4 files changed, 0 insertions, 42 deletions

diff --git a/app/services/application_settings/update_service.rb b/app/services/application_settings/update_service.rb
index 7eeaf8aade1..9146eb96533 100644
--- a/app/services/application_settings/update_service.rb
+++ b/app/services/application_settings/update_service.rb
@@ -2,17 +2,9 @@
 
 module ApplicationSettings
   class UpdateService < ApplicationSettings::BaseService
-    include ValidatesClassificationLabel
-
     attr_reader :params, :application_setting
 
     def execute
-      validate_classification_label(application_setting, :external_authorization_service_default_label)
-
-      if application_setting.errors.any?
-        return false
-      end
-
       update_terms(@params.delete(:terms))
 
       if params.key?(:performance_bar_allowed_group_path)
diff --git a/app/services/concerns/validates_classification_label.rb b/app/services/concerns/validates_classification_label.rb
deleted file mode 100644
index ebcf5c24ff8..00000000000
--- a/app/services/concerns/validates_classification_label.rb
+++ /dev/null
@@ -1,27 +0,0 @@
-# frozen_string_literal: true
-
-module ValidatesClassificationLabel
-  def validate_classification_label(record, attribute_name)
-    return unless ::Gitlab::ExternalAuthorization.enabled?

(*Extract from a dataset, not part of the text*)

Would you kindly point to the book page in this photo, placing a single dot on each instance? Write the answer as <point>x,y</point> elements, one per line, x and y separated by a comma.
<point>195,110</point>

-    return unless classification_label_change?(record, attribute_name)
-
-    new_label = params[attribute_name].presence
-    new_label ||= ::Gitlab::CurrentSettings.current_application_settings
-                    .external_authorization_service_default_label
-
-    unless ::Gitlab::ExternalAuthorization.access_allowed?(current_user, new_label)
-      reason = rejection_reason_for_label(new_label)
-      message = s_('ClassificationLabelUnavailable|is unavailable: %{reason}') % { reason: reason }
-      record.errors.add(attribute_name, message)
-    end
-  end
-
-  def rejection_reason_for_label(label)
-    reason_from_service = ::Gitlab::ExternalAuthorization.rejection_reason(current_user, label).presence
-    reason_from_service || _("Access to '%{classification_label}' not allowed") % { classification_label: label }
-  end
-
-  def classification_label_change?(record, attribute_name)
-    params.key?(attribute_name) || record.new_record?
-  end
-end
diff --git a/app/services/projects/create_service.rb b/app/services/projects/create_service.rb
index 3723c5ef7d7..d03137b63b2 100644
--- a/app/services/projects/create_service.rb
+++ b/app/services/projects/create_service.rb
@@ -2,8 +2,6 @@
 
 module Projects
   class CreateService < BaseService
-    include ValidatesClassificationLabel
-
     def initialize(user, params)
       @current_user, @params = user, params.dup
       @skip_wiki = @params.delete(:skip_wiki)
@@ -47,8 +45,6 @@ module Projects
       relations_block&.call(@project)
       yield(@project) if block_given?
 
-      validate_classification_label(@project, :external_authorization_classification_label)
-
       # If the block added errors, don't try to save the project
       return @project if @project.errors.any?
 
diff --git a/app/services/projects/update_service.rb b/app/services/projects/update_service.rb
index bc36bb8659d..6856009b395 100644
--- a/app/services/projects/update_service.rb
+++ b/app/services/projects/update_service.rb
@@ -3,7 +3,6 @@
 module Projects
   class UpdateService < BaseService
     include UpdateVisibilityLevel
-    include ValidatesClassificationLabel
 
     ValidationError = Class.new(StandardError)
 
@@ -15,8 +14,6 @@ module Projects
 
       yield if block_given?
 
-      validate_classification_label(project, :external_authorization_classification_label)
-
       # If the block added errors, don't try to save the project
       return update_failed! if project.errors.any?